Midlife Crisis: How To Overcome It?

Video: Midlife Crisis: How To Overcome It?

Video: Midlife Crisis: How To Overcome It?
Video: How To Deal With Midlife Crisis 2024, May
Midlife Crisis: How To Overcome It?
Midlife Crisis: How To Overcome It?
Anonim

Midlife crisis - is it a diagnosis or just a new stage in life?

Middle age crisis - this is a long-term emotional state (depression) associated with a reassessment of one's experience, when many of the opportunities that a person dreamed of in childhood and adolescence are already irretrievably missed or seem to him as such, and the onset of his own old age is assessed as an event with a very real time frame.

This crisis can overtake us at the age of 35-45. This period is different for men and women. In women, this period can occur somewhat earlier than 35-40 years and lasts for 2-5 years, in men for 40-45 years and can last from 3 to 10 years.
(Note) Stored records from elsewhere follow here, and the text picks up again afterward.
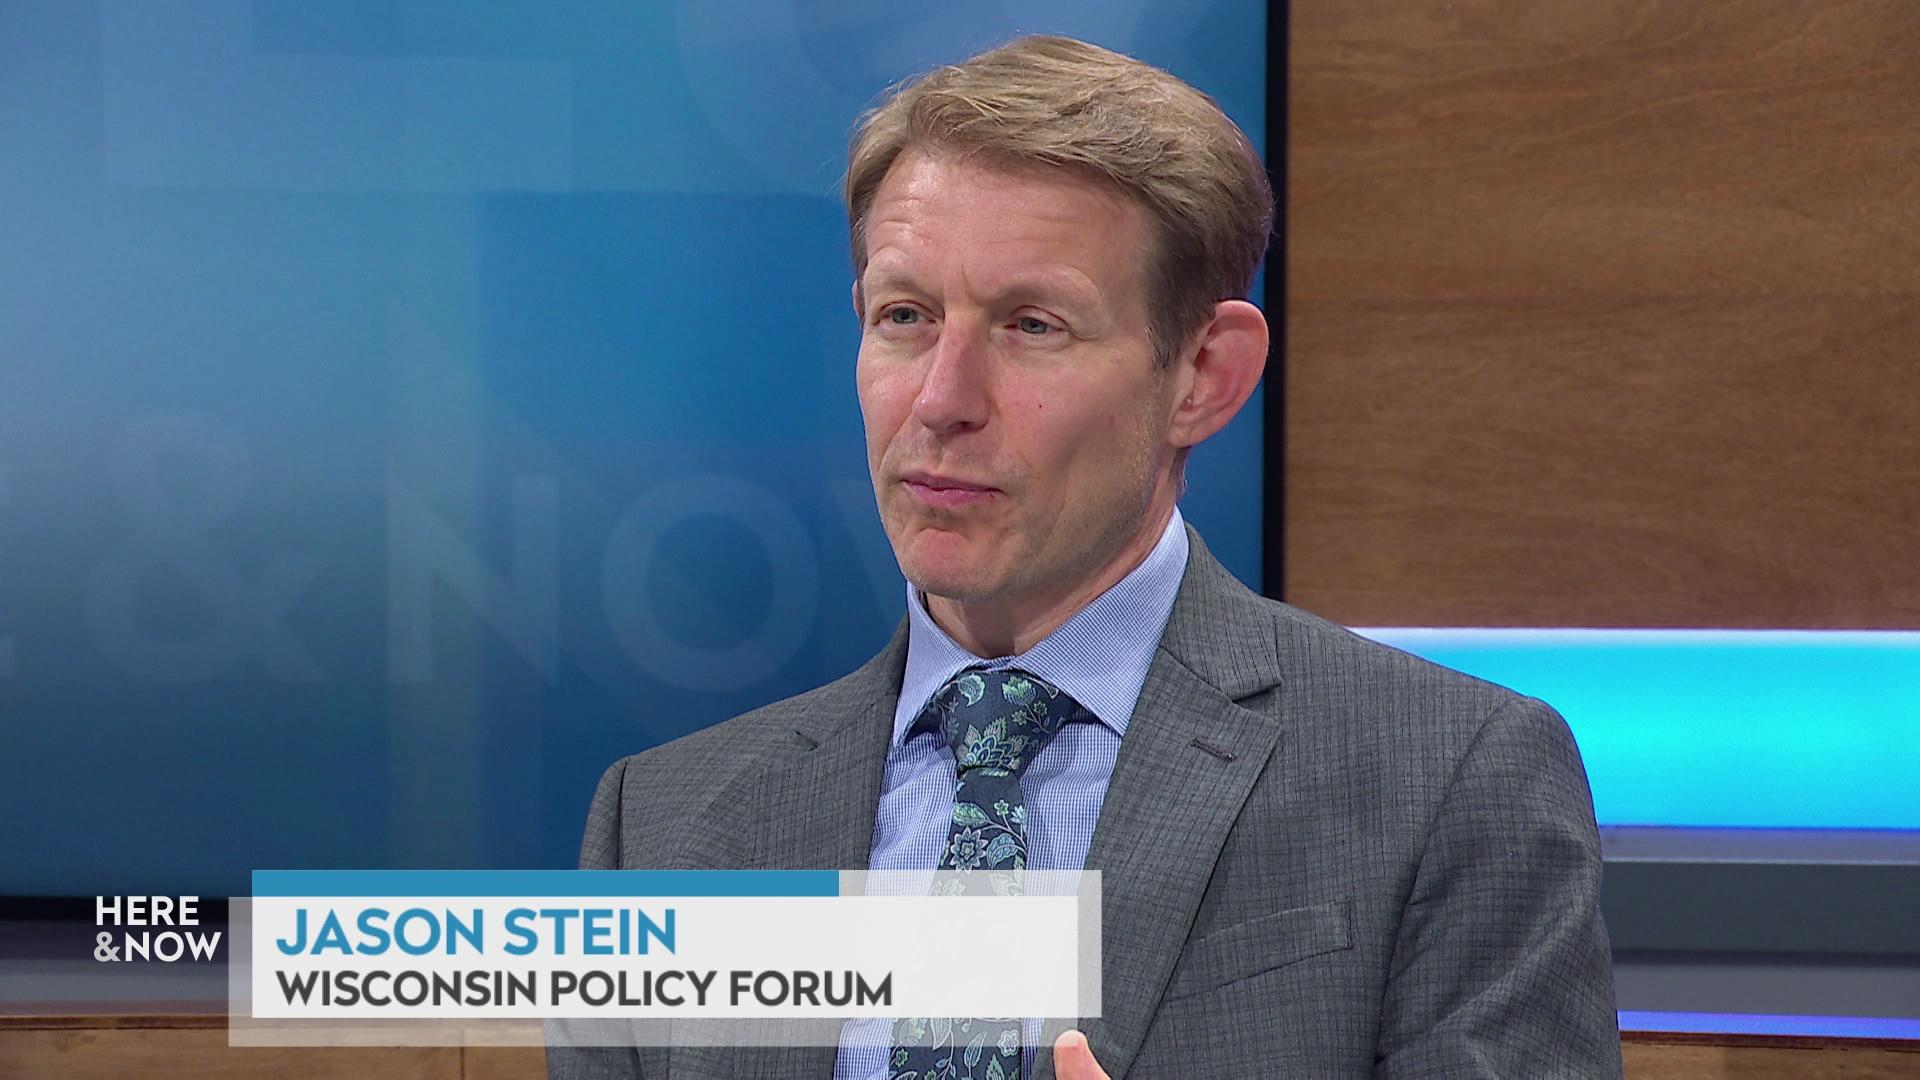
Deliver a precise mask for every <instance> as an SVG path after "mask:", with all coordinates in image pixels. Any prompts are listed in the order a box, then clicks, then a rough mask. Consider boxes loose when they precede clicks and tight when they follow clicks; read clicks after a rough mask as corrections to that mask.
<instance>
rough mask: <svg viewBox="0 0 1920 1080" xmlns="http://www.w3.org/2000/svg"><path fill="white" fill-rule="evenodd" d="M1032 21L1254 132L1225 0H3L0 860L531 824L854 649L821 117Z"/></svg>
mask: <svg viewBox="0 0 1920 1080" xmlns="http://www.w3.org/2000/svg"><path fill="white" fill-rule="evenodd" d="M1037 31H1046V33H1068V35H1075V37H1083V38H1089V40H1094V42H1100V44H1108V46H1112V48H1119V50H1125V52H1131V54H1135V56H1140V58H1144V60H1148V61H1152V63H1158V65H1164V67H1167V69H1171V71H1175V73H1177V75H1181V77H1185V79H1188V81H1192V83H1194V85H1198V86H1200V88H1204V90H1208V92H1210V94H1213V96H1215V98H1217V100H1219V102H1221V106H1223V108H1225V110H1227V111H1229V113H1231V115H1233V117H1235V119H1236V121H1238V123H1240V125H1242V127H1246V131H1248V133H1254V135H1256V136H1258V135H1260V133H1261V131H1263V121H1265V115H1263V113H1265V98H1263V94H1265V4H1260V2H1250V0H1208V2H1198V4H1196V2H1185V0H1183V2H1173V0H1133V2H1098V4H1094V2H1085V4H968V6H937V4H935V6H929V4H900V2H860V4H835V2H822V0H766V2H755V4H741V2H712V0H659V2H651V0H649V2H616V0H568V2H538V4H536V2H530V0H493V2H488V4H470V2H453V0H380V2H357V4H349V2H330V4H307V2H298V0H252V2H250V0H184V2H180V0H104V2H71V0H13V2H8V4H0V724H4V749H0V821H6V822H8V828H6V832H8V838H6V857H4V859H0V896H86V894H204V896H225V894H244V892H246V888H248V871H253V869H286V867H309V869H334V867H365V869H382V867H420V869H434V867H482V869H484V867H566V865H572V861H574V851H576V847H578V836H580V824H582V821H584V815H586V803H588V798H589V794H591V788H593V782H595V778H597V776H599V773H601V771H603V769H605V767H607V765H609V763H611V761H612V759H614V757H618V755H624V753H632V751H637V749H645V748H649V746H655V744H659V742H664V740H670V738H676V736H680V734H685V732H689V730H695V728H701V726H705V724H710V723H716V721H720V719H726V717H730V715H735V713H741V711H745V709H749V707H755V705H760V703H764V701H770V700H774V698H781V696H787V694H793V692H799V690H804V688H808V686H814V684H820V682H824V680H828V678H833V676H837V675H841V673H845V671H851V669H852V667H856V665H858V663H860V661H864V659H866V657H868V655H872V651H876V650H877V648H879V646H881V644H883V642H885V638H887V634H889V632H891V628H893V626H895V623H897V621H899V617H900V611H902V584H900V578H899V573H897V569H895V565H893V557H891V552H889V548H887V542H885V536H883V532H881V528H879V523H877V517H876V513H874V503H872V492H870V486H868V479H866V463H864V452H862V434H860V413H858V405H856V400H854V392H852V357H854V350H856V340H858V325H856V321H854V317H852V313H851V302H849V281H851V263H849V258H847V236H845V223H843V213H841V208H839V202H837V183H839V177H841V169H843V165H845V142H847V133H849V129H851V123H852V119H854V117H856V115H858V111H860V110H862V108H866V106H870V104H872V102H874V100H876V98H877V94H879V92H881V90H883V88H885V86H887V85H891V83H895V81H899V79H902V77H906V75H910V73H914V71H922V69H925V67H929V65H933V63H939V61H950V60H958V58H964V56H968V54H972V52H977V50H979V48H985V46H991V44H996V42H1000V40H1006V38H1010V37H1014V35H1018V33H1037ZM1260 411H1261V407H1260V402H1258V400H1256V402H1254V404H1252V405H1250V407H1248V409H1246V413H1244V415H1242V417H1240V419H1238V421H1236V423H1235V425H1233V429H1229V430H1227V432H1225V434H1223V436H1219V438H1217V440H1215V442H1212V444H1210V446H1206V448H1204V450H1202V454H1198V455H1196V459H1194V469H1192V486H1190V494H1188V498H1187V500H1185V503H1183V505H1185V509H1187V515H1188V519H1190V521H1194V523H1196V525H1198V527H1200V528H1202V530H1204V532H1206V536H1208V542H1210V544H1212V548H1213V550H1215V553H1219V555H1221V557H1223V559H1225V563H1227V565H1229V567H1231V569H1233V571H1235V573H1236V575H1240V577H1242V580H1248V582H1250V584H1254V586H1258V584H1260V580H1258V575H1260V509H1261V507H1260V484H1261V480H1260V475H1261V455H1260V444H1261V432H1260Z"/></svg>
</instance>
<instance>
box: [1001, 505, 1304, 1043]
mask: <svg viewBox="0 0 1920 1080" xmlns="http://www.w3.org/2000/svg"><path fill="white" fill-rule="evenodd" d="M1188 542H1190V546H1192V552H1190V555H1188V563H1187V577H1185V578H1183V580H1181V592H1179V598H1177V600H1175V605H1173V615H1171V617H1169V619H1167V630H1165V634H1164V636H1162V646H1160V650H1158V651H1156V653H1154V663H1152V667H1150V671H1148V675H1146V684H1144V686H1142V690H1140V701H1139V705H1137V707H1135V711H1133V719H1131V721H1129V724H1127V736H1125V738H1123V740H1121V748H1119V759H1117V761H1116V763H1114V778H1112V782H1110V784H1108V792H1106V801H1104V803H1102V807H1100V822H1098V826H1096V828H1094V834H1092V846H1091V847H1089V851H1087V869H1091V871H1100V872H1102V878H1100V892H1102V926H1100V947H1102V965H1100V969H1102V978H1100V982H1102V1015H1100V1017H1098V1019H1089V1020H1085V1022H1083V1024H1081V1030H1083V1032H1087V1040H1089V1043H1091V1045H1092V1051H1094V1057H1096V1059H1098V1061H1100V1065H1102V1067H1104V1068H1106V1070H1108V1074H1112V1076H1114V1078H1116V1080H1119V1078H1121V1076H1125V1072H1127V1068H1129V1067H1131V1065H1133V1057H1135V1055H1137V1053H1139V1049H1140V1042H1142V1040H1144V1038H1146V1028H1148V1024H1150V1022H1152V1017H1154V1009H1158V1005H1160V995H1162V992H1164V990H1165V986H1167V976H1169V974H1171V972H1173V963H1175V959H1177V957H1179V955H1181V949H1183V947H1185V945H1187V936H1188V932H1190V930H1192V920H1194V913H1196V911H1198V907H1200V897H1202V896H1204V892H1206V886H1208V880H1210V878H1212V874H1213V863H1215V861H1217V859H1219V851H1221V847H1223V844H1225V840H1227V832H1229V828H1233V822H1235V819H1236V817H1238V815H1240V807H1242V805H1244V803H1246V798H1248V794H1250V792H1252V788H1254V782H1256V780H1258V778H1260V773H1261V771H1263V769H1265V765H1267V759H1269V757H1271V755H1273V748H1275V744H1277V742H1279V736H1281V723H1279V721H1275V719H1273V717H1265V715H1261V713H1256V711H1252V709H1246V707H1242V705H1240V701H1246V700H1250V698H1254V696H1258V694H1261V692H1265V690H1271V688H1273V686H1277V684H1279V671H1277V669H1279V665H1277V659H1275V634H1273V617H1271V615H1269V613H1267V611H1265V609H1263V607H1261V605H1260V600H1258V598H1256V596H1254V594H1252V592H1250V590H1246V586H1242V584H1240V582H1238V580H1235V578H1233V575H1229V573H1227V571H1225V567H1221V565H1219V563H1217V561H1215V559H1213V557H1212V553H1208V552H1206V548H1204V546H1202V544H1200V538H1198V536H1196V534H1192V530H1188ZM1062 1028H1064V1024H1058V1022H1056V1024H1050V1026H1048V1030H1046V1034H1044V1038H1043V1047H1050V1045H1052V1040H1054V1038H1056V1036H1058V1032H1060V1030H1062ZM1035 1065H1037V1067H1035V1076H1037V1080H1052V1076H1054V1070H1052V1055H1050V1053H1041V1055H1039V1057H1037V1063H1035Z"/></svg>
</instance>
Option 1. By this age, the minimum program has been completed, you have achieved a certain career growth, become a professional, started a family, built a house, gave birth to a son or daughter, and possibly more than one, your children are attached, perhaps you have already lost your parents.

Option 2. You have given your strength to building a family, your children are fed, dressed, trained, difficulties are already behind you and you have taken place as a father or mother, and you continue to work as a middle-level manager.
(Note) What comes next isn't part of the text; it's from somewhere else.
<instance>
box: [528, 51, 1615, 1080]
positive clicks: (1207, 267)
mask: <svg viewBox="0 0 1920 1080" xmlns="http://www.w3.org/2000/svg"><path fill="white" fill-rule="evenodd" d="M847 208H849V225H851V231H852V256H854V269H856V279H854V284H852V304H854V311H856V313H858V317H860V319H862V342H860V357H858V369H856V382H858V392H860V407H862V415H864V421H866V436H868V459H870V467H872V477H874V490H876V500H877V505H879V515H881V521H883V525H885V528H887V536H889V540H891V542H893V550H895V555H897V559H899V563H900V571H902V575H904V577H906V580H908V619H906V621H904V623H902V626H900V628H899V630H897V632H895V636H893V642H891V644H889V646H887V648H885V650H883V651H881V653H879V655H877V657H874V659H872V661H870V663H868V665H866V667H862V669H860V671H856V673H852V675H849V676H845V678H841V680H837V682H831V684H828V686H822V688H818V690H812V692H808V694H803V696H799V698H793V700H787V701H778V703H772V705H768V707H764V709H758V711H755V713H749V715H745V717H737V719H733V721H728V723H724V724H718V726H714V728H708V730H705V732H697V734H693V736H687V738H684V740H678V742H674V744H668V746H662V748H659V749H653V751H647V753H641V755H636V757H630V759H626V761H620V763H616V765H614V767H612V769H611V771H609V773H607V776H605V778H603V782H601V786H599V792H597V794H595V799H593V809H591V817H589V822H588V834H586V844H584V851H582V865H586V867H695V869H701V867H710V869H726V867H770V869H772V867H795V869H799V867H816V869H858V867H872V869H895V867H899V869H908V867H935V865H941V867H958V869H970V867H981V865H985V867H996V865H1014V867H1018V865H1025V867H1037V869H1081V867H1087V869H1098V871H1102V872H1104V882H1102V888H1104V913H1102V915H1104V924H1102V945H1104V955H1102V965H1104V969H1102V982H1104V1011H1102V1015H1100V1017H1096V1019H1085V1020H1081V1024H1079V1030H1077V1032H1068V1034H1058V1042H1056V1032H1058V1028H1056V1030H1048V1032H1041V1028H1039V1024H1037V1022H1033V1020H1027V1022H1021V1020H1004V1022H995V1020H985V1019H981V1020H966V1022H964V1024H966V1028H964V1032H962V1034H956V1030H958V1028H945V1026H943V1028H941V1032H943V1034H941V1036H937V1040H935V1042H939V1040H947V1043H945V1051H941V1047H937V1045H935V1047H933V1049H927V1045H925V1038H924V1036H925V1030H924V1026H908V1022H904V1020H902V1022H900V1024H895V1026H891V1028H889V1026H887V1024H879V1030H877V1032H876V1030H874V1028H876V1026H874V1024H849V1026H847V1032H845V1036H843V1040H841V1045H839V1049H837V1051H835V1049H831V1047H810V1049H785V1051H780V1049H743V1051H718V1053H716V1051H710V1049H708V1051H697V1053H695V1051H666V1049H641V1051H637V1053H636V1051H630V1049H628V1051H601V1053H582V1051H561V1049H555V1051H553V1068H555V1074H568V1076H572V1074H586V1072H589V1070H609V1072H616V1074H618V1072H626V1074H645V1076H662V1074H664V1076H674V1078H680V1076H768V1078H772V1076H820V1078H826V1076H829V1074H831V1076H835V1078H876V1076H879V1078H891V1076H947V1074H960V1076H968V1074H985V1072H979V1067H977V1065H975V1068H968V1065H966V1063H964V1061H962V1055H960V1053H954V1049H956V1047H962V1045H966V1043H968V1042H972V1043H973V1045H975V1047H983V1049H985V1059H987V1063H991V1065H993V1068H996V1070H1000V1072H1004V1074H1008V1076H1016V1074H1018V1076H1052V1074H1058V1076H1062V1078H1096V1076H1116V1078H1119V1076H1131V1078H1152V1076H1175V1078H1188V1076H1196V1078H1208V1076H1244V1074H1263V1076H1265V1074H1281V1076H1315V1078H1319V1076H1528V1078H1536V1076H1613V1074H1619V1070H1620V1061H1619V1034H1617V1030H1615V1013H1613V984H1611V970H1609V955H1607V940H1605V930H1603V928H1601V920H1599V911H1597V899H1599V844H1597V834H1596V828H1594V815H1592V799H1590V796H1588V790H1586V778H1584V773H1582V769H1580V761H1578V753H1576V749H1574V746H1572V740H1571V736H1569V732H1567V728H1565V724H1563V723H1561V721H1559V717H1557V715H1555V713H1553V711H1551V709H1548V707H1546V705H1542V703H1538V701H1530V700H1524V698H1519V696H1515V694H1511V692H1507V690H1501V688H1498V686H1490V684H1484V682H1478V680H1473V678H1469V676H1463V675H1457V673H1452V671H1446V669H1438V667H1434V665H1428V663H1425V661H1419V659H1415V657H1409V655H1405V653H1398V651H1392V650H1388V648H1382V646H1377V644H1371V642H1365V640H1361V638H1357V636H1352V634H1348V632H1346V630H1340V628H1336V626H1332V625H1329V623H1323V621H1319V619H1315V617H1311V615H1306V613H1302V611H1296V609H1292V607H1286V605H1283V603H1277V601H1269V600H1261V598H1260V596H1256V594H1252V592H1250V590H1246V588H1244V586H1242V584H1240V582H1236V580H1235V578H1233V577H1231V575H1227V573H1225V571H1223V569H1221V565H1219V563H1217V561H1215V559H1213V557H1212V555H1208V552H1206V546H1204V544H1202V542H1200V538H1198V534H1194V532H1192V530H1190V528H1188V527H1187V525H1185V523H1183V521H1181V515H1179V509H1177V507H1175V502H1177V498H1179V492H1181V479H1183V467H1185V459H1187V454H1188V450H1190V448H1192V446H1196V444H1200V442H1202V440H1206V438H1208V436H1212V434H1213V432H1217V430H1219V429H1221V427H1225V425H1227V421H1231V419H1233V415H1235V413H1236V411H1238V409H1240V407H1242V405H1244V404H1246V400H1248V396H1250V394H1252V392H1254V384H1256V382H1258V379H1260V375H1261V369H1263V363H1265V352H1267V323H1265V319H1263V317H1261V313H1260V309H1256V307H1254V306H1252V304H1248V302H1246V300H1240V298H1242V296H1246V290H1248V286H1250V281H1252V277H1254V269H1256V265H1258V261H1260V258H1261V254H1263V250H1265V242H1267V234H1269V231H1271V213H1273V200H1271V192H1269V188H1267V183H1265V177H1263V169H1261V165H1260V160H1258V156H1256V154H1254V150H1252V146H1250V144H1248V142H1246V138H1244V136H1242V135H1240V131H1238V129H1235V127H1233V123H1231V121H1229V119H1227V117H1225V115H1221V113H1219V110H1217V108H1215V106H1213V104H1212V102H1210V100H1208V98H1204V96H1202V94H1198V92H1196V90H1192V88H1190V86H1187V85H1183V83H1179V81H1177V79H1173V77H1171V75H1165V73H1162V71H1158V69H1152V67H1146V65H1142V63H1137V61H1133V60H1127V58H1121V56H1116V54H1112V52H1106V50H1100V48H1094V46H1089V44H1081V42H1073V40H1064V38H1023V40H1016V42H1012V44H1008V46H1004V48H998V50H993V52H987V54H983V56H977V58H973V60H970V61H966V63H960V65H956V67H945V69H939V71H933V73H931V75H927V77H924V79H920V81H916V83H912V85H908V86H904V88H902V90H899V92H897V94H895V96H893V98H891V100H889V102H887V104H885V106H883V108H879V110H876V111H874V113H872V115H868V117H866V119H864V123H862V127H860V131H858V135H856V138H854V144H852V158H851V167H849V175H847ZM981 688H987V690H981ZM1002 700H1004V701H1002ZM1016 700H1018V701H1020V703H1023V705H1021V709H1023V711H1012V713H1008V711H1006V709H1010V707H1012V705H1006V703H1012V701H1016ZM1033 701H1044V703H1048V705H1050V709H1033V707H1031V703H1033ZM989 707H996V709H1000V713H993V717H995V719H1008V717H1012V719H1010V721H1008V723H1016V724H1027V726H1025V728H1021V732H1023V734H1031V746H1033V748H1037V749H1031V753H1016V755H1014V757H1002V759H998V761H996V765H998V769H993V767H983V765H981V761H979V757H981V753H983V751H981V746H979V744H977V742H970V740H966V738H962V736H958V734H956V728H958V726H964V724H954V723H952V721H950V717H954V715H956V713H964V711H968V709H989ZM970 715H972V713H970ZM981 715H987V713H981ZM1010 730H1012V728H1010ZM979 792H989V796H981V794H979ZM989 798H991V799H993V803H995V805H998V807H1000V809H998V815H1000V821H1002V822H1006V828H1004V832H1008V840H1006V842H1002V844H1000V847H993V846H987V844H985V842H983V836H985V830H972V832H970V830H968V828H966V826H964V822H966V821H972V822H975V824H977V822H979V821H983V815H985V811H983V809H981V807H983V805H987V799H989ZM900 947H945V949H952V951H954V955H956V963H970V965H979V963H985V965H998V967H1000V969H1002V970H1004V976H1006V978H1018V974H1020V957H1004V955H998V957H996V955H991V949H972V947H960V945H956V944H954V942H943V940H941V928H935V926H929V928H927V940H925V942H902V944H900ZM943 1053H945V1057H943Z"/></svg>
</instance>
Option 3. You have worked tirelessly, perhaps even created your own successful business. And for you this was the main goal, it has been achieved.
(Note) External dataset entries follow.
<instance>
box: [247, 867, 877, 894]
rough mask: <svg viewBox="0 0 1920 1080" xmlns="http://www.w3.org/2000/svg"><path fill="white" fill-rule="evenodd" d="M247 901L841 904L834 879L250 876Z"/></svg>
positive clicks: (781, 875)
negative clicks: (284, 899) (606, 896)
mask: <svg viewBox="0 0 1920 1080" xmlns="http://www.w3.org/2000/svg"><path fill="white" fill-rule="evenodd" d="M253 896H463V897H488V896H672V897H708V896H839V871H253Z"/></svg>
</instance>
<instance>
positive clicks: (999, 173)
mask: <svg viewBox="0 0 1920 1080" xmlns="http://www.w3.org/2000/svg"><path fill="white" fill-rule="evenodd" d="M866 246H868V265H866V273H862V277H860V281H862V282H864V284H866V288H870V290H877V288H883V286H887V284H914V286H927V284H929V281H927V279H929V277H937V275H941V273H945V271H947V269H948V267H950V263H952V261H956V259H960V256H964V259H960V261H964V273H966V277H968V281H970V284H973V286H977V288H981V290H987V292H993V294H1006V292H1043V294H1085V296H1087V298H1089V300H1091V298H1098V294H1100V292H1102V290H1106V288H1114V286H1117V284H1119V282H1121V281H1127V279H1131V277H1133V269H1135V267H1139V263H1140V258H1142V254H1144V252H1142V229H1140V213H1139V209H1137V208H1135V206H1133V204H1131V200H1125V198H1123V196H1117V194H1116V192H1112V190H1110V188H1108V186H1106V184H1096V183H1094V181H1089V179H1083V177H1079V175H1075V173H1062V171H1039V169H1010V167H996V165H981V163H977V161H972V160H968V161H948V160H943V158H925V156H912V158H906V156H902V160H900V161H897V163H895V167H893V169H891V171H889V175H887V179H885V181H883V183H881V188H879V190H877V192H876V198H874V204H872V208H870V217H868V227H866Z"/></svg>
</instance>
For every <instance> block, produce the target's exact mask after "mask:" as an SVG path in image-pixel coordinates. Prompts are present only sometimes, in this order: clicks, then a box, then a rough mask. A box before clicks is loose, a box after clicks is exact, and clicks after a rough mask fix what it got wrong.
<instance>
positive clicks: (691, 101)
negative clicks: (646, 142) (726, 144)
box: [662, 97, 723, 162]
And there can actually be many such options. And here you have reasonable questions:

- What's next? Where to go? Is this the pinnacle of my life? Why do I live? Is this what I really wanted in my life? My opportunities are not rotationally lost?

In addition, during this period, natural physiological changes occur, simply speaking, we just start to age. Our body is not so toned, wrinkles appear, hair thinns, strength becomes less, sexual attractiveness decreases. Nightmare - isn't it? It is psychologically very difficult to accept this, especially when around you are young, active, energetic, beautiful….

When a person comes to age and new circumstances, for which he was not ready, he falls into throwing, worries and crises. Often a crisis is accompanied by depression, apathy, emptiness, the mind dictates one thing, and feelings speak of something completely different, all achievements lose their significance, a feeling of dissatisfaction appears, a feeling of shaking health.

An adult, an accomplished person in the prime of his life, quite successful, suddenly falls into depression for no reason, quits his job, leaves a completely prosperous family, performs absolutely unpredictable, illogical actions for him in the opinion of those around him. His view of the future is devoid of any hope. He loses his energy and his ambitions, he is full of anxiety and feels that he does not have time to jump into the last carriage. And he tries to prolong the feeling of youth by any means known to him.

Whether this period will be a period of crisis in the Slavic sense of the word or will become a springboard to new opportunities, the disclosure of one's potential, depends on us.

Can we resist the coming of Autumn? Imagine that it is raining outside +5, and we go out in shorts and a T-shirt with a smile on our face, it's wonderful, isn't it? This is how we look when we resist change during middle age. “It's all the same,” writes Jung, “that if someone is destined to fall into a deep hole, it is better to go down into it, observing caution, than risking stumbling and falling back into it.”

A midlife crisis always implies a global reappraisal of values. Hence - the natural desire to find yourself, your own path.

What to do?

  1. Audit your life, analyze and understand what you need and what you don't.
  2. Accept your experience. Write down all the pros and your accomplishments.
  3. Become aware of the period you are in, your new role. After all, a midlife crisis means half your life is still ahead. What can you do now, having such a precious experience? What new opportunities are open to you?
  4. Strive to add not only years to your life, but also life. Balance your life.
  5. Think back to your dreams. Which ones you implemented and which ones you put on the back burner. Perhaps their time has come?
  6. Discover your true self.
  7. Take care of your body like a temple, take care of your health. Sports, giving up bad habits, healthy eating will help you maintain strength and vigor.
  8. Love yourself, listen to yourself, believe yourself.

Questions to help you better understand and find yourself:

  • What do you really enjoy?
  • What activities and activities did you do when you felt very inspired and full of energy?
  • What would you do if you were 100% sure you couldn't fail?
  • What do you have a strong, genuine interest in?
  • What would you like to change in this world?
  • What would you like to accomplish before leaving this world?
  • What would you do if you did not have a money limit?
  • What exactly would you like to be recognized for the most in your life?
  • If you had only one wish, what would it be?
  • What inspires you the most?

And the last question:

Do you take 100% responsibility into your own hands for everything that happens to you in your life?

No? - Then it's not a crisis - it's a dead end.

Yes? - Then do not wait for the onset of the crisis, but start right now! Create your life yourself!

"You are where you are and who you are because you chose to be here."